De modo geral, agressor é a pessoa física, sem qualquer particularidade excepcional, a quem a lei atribui uma sanção penal quando do cometimento de algum tipo de violência contra outra pessoa física, em uma dada sociedade, provocando na vítima um dano em potencial.
A particularidade do agressor é mais concisa ao se ler o art. 7º da lei, visto que assinala minuciosamente todas as ações que tomam forma pela mão daquele, estipulando o delineamento dos tipos de violência cometidos:
Deve-se registrar, nesta senda, que o Direito Penal possui funções[5] estratégicas preventivas e repressoras, visando coibir o crime. No primeiro caso, há a divulgação geral da norma como mecanismo de desestímulo à realização da ofensa ao bem jurídico, alertando uma severa punição para o seu cometimento, e no segundo, após o delito ter tomado corpo, engrena na punição exemplar do que anteriormente tinha sinalizado, castigando o delinqüente pela sua ofensa.
II. A REPRESENTAÇÃO NA LEI 11.340/2006
II.1. A REPRESENTAÇÃO NA LEI 11.340/2006 E A AÇÃO PENAL PÚBLICA CONDICIONADA
A ação penal pública condicionada, como já se viu alhures, é a exceção à regra no direito penal brasileiro, de modo que está apoiada em quatro princípios informadores: [6]
1) Oficialidade – declara qual o órgão incumbido da promoção da ação penal, e o modo como deve ser proposta, estando assim o Ministério Público atrelado à agir por ofício.
2) Indisponibilidade – remete ao órgão titular da ação penal, o Ministério Público, a impossibilidade de desistência desta, não podendo dispor, declinar, ou transigir.
3) Obrigatoriedade – ao analisar o conteúdo das provas, e vendo fortes indícios delituosos, tem o órgão perseguidor estatal a obrigatoriedade de interpor a ação penal competente para ver, ao final, punido o criminoso, independentemente de nuances políticas ou quaisquer que seja.
4) Indivisibilidade – na função histórica de acusador do delinqüente, deve o membro do parquet[7] ampliar seus horizontes investigativos, fazendo alcançar, erga omnes,[8] as sanções estabelecidas pelo direito material.
Grande alvoroço trouxe a lei 11.340/06 ao mencionar expressamente no seu art. 16 a condição de representação a ser efetivada pela ofendida.
Trata-se de um procedimento determinado – até o surgimento da lei 11.340/06 -, pela lei dos juizados especiais criminais, guiado pelo art. 88 desta lei, que implicava na exigência de representação, quando o crime praticado fosse lesão corporal de natureza leve.
Contudo, esta exigência deixou de ser legítima com a vigência da lei 11.340/06, tornado-se este delito crime de ação penal pública incondicionada, objeto do próximo item deste capítulo.
Entretanto, convém colacionar aqui que Ada Pelegrini Grinover e outros (2005)[9] afirmam que “a transformação da ação penal pública incondicionada em ação penal pública condicionada significa despenalização.

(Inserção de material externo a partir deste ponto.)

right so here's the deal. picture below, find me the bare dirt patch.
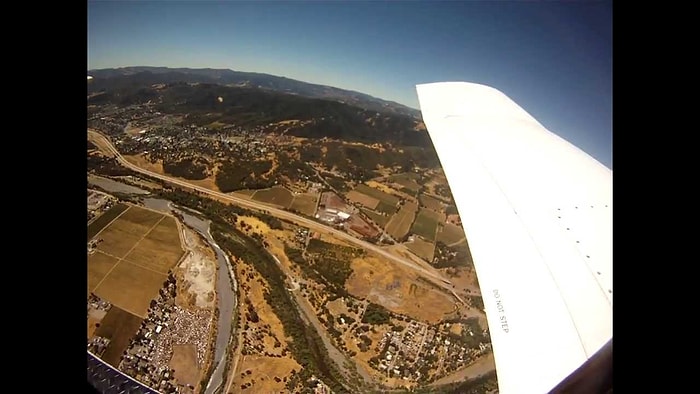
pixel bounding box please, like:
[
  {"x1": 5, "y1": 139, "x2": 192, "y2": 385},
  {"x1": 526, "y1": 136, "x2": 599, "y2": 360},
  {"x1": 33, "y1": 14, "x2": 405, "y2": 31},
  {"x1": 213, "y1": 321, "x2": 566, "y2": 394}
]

Sem retirar o caráter ilícito do fato, isto é, sem descriminalizar, passa o ordenamento jurídico a dificultar a aplicação da pena de prisão. De duas formas isso é possível: a) transformando-se a ação pública em privada; b) ou transformando-se a ação pública incondiciona em ação condicionada. Sob a inspiração da mínima intervenção penal, uma dessas vias despenalizadoras (a segunda) foi acolhida pelo art. 88 da Lei 9.099/95″.
Tal é o entendimento de Porto (2006), que expressa que “em uma interpretação sistemática dos dispositivos da Lei 11.340/06, antes citados, poder-se-ia concluir que o afastamento da Lei 9.099/95 é determinação genérica, relativa, precipuamente, aos institutos despenalizadores alheios à autonomia volitiva da vítima – a transação e a suspensão condicional do processo – ordinariamente vistos como institutos essencialmente despenalizadores e, como reiteradamente aplicados de forma benevolente, granjearam a má fama de serem benefícios causadores da impunidade. Entretanto, a representação continua exigível nos crimes de lesões corporais mesmo ante a qualificadora do § 9º do art. 129 do CP, visto que, apesar de ser também uma medida despenalizadora, ela concorre em favor da vítima, outorgando-lhe o poder de decidir acerca da instauração do processo contra o acusado”. [10]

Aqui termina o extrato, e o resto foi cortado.